Accounting cover-ups, fraud, and downright illegal practices keep grabbing the headlines. Much of the negative attention focused on the accounting profession has centered on evidence that some auditors and accountants have been willing to compromise ethical and professional standards to accomplish personal or corporate goals.

Perhaps less discussed in the popular press has been management accountants' role in permitting or facilitating some frauds as well as the critical role that management accountants will play in undertaking the necessary reforms to calm the financial markets regarding the reliability of financial statements. Management accountants have been directly implicated in such frauds as WorldCom and HealthSouth, leading to guilty pleas and pledges of cooperation with authorities. Of course, this isn't to say that management accountants routinely involve themselves in dishonest behavior. Yet they're clearly part of the problem facing the accounting profession--and will be part of the solution.

As a response to the scandals, the Sarbanes-Oxley Act holds all parties involved in producing and approving financial statements more accountable, so CEOs and CFOs must now provide explicit assurance regarding both the financial statements and the company's internal controls. And auditors of public companies must now provide opinions on management's representations regarding both financial disclosures and internal controls in addition to ensuring that their clients extensively document controls. To strengthen their independence, these same auditors are now restricted from providing a variety of consulting services to their audit clients.

A STUDY OF ETHICS

Because of the attention that the recent financial scandals have brought to the accounting profession, it's important to understand what factors contribute to management accountants' willingness to engage in behaviors that clearly cross the line of professional ethical standards. An earlier study we did with MBA students revealed a surprisingly strong willingness to engage in brazen accounting and financial behaviors. These findings led us to study management accountants and factors that might influence their willingness to engage in questionable behaviors.

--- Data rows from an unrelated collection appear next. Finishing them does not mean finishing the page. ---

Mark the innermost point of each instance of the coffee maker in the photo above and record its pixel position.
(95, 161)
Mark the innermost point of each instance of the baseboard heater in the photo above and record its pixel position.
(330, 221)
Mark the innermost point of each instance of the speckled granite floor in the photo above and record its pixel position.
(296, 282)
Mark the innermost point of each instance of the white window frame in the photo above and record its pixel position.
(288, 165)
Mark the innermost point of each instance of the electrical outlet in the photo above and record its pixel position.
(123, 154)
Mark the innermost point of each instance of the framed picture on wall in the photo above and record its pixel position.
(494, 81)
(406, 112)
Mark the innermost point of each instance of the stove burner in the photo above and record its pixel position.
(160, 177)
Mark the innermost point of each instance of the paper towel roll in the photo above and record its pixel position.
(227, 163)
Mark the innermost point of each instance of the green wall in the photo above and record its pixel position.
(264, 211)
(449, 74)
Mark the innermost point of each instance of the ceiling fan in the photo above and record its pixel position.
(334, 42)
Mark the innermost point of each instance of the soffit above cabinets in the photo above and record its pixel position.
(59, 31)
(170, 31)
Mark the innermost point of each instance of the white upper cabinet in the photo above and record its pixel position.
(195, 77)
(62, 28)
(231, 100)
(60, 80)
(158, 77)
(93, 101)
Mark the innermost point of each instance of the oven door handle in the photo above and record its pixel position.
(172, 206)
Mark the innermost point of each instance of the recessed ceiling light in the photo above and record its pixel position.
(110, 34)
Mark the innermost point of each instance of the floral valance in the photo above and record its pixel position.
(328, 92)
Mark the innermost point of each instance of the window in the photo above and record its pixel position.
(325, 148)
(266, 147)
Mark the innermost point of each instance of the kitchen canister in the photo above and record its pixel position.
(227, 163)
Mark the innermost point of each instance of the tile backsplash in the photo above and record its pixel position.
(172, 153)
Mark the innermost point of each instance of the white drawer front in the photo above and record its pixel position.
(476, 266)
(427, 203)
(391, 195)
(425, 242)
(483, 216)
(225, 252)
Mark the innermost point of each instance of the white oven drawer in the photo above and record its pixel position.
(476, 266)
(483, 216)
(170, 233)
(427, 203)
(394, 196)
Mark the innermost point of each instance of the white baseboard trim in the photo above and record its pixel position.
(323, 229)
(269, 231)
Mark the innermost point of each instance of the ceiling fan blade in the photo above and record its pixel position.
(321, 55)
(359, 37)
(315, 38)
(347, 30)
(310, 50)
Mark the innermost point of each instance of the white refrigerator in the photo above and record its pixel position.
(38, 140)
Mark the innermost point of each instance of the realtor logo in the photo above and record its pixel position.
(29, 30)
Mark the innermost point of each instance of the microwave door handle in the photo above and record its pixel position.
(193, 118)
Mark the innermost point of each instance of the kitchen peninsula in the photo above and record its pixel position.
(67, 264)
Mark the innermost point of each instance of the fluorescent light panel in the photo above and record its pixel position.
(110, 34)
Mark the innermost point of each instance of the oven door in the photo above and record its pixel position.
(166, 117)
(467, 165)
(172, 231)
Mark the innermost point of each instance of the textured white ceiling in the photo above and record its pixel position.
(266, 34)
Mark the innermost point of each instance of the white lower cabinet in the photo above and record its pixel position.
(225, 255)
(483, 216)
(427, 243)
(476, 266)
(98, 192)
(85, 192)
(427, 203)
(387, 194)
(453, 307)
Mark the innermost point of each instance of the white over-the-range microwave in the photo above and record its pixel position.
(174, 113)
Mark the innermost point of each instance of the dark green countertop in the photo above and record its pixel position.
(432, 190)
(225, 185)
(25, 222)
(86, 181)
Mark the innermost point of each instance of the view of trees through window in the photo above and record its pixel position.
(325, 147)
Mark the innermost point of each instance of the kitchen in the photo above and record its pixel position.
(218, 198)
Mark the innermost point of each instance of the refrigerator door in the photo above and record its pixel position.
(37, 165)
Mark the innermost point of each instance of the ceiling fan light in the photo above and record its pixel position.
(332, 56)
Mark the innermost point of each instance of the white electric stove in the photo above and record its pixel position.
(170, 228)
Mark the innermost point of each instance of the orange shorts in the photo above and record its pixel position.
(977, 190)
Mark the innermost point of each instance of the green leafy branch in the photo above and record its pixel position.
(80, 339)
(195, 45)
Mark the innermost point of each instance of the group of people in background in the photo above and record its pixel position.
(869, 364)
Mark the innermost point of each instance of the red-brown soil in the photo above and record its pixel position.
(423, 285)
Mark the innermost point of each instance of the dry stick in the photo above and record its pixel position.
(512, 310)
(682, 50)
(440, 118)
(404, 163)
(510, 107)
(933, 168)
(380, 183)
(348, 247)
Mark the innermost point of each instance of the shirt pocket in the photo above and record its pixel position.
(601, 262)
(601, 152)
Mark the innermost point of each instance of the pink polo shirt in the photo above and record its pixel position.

In performing such research, it wasn't our purpose to "catch" anybody doing anything wrong or to try to identify the percentage of management accountants willing to participate in unethical behavior. We sought the answers to two basic questions: First, does a management accountant's motivated self-interest (greed) affect his/her willingness to endorse questionable behavior? And, second, does a management accountant's concern for others mitigate that willingness? We also wanted to see if the answers were different depending on whether management accountants themselves realized the benefits or whether they only improved the appearance of the financial statements. Basically, how do people's important life views shape their ethical reasoning in facing situations that are clearly unethical?

To find out, we used a survey that we developed and refined in the earlier study using MBA students from three universities. Thanks to the IMA, we were able to email a large percentage of its membership and within the e-mail provide a link to our online survey.We received 1,150 responses from IMA members. Our questionnaire consisted of six items measuring motivated self-interest, nine measuring concern for others, and five brief scenarios describing questionable ethical behavior.

The good news is our results indicate that IMA members are unlikely to endorse participating in these behaviors. The results also show, however, that the more committed the IMA member is to motivated self-interest, the more likely that person would endorse the questionable behavior whether it results in direct payoff to the individual or only indirect payoff through manipulating the financial statements.